The letter is shown in full below:



" have the pleasure to receive your letter of the 9th inst[ant] enclosing a copy of a Resolution, passed by the Convention of the people of South Carolina. For this kind expression of their confidence in me as the Provisional President of the Confederate States, permit me to return through you, my profound and grateful acknowledgments. The approval of a body, so distinguished for its talents and patriotism encourages me in the effort to fulfill the requirements of a position, accepted with much distrust of my ability. With thanks to yourself, personally, for the friendly manner in which you have done me the honor to communicate the Resolution of the Convention."

 



Six days before this letter, on April 12, the first shot was fired at Fort Sumter. On April 18, the day Davis wrote the present letter, Robert E. Lee refused Lincoln's offer to be field commander of the U.S. Army and decided to accept the command of the Virginia forces. On April 19 Lincoln issued a proclamation declaring parts of the Southern Confederacy in a state of blockade and denounced any molestation of Federal vessels on the high seas as piracy. In retrospect, Jefferson Davis's letter reflects a great irony.  The support by the seceded states for the President of the Confederacy would erode as the war became protracted.
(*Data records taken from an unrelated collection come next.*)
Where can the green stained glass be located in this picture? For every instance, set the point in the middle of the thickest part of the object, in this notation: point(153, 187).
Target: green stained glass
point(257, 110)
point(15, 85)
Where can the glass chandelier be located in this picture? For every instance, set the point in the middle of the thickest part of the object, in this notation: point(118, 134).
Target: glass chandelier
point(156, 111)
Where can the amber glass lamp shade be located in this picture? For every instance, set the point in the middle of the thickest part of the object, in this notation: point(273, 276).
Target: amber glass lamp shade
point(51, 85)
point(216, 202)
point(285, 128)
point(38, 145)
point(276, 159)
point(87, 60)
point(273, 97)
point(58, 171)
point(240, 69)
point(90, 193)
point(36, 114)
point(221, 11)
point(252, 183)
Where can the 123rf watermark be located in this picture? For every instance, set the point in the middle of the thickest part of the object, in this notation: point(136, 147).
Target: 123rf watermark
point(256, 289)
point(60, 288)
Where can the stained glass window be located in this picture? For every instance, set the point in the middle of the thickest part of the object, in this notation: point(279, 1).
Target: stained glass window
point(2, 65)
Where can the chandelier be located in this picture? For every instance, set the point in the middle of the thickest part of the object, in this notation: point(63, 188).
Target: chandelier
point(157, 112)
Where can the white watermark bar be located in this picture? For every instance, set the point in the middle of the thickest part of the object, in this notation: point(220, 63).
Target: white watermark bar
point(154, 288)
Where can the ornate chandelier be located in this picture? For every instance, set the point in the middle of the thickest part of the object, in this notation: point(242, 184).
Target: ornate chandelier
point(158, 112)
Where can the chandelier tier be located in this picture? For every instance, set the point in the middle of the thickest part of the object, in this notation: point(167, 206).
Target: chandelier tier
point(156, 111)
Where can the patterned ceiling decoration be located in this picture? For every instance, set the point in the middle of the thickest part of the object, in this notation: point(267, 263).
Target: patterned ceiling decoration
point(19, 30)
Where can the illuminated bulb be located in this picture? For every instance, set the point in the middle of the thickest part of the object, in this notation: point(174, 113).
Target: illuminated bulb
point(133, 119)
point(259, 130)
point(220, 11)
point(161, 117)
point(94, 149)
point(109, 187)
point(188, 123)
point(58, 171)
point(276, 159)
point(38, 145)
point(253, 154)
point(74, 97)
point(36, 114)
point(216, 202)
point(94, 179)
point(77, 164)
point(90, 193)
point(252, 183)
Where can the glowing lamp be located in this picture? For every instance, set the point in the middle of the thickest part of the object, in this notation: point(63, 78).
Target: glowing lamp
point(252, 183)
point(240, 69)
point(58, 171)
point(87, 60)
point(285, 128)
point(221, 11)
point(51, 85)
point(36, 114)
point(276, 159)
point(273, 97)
The very issue on which the great struggle centered, self-government for the individual Southern states, became a divisive factor that contributed to the defeat of the Confederacy.



When South Carolina withdrew from the Union in December 1860, Davis still opposed secession, though he believed that the Constitution gave a state the right to withdraw from the original compact of states. Twelve days after Mississippi seceded, Davis made a moving farewell speech in the U.S. Senate and pleaded eloquently for peace between brothers. He had hardly returned to his Brierfield plantation (in Davis Bend, Mississippi, south of Vicksburg) when the Confederate Convention in Montgomery, Alabama, chose him provisional president.

Inaugurated on February 18, 1861, his first act was to send a peace commission to Washington to prevent an armed conflict. Lincoln refused to see his emissaries and made secret preparations to send armed ships to relieve Fort Sumter. When Lincoln called for 75,000 volunteers, four more states, including Virginia, promptly seceded. Davis faced a dire crisis. A president without precedent, he had to mold a brand-new nation in the midst of a war. With few resources except cotton and courage, with a white population only one-quarter that of the North, and with a small fraction of the North's industrial power, with inferior railroads, no powder mill, no navy, and no shipyard, the agricultural South was in no condition to fight a war.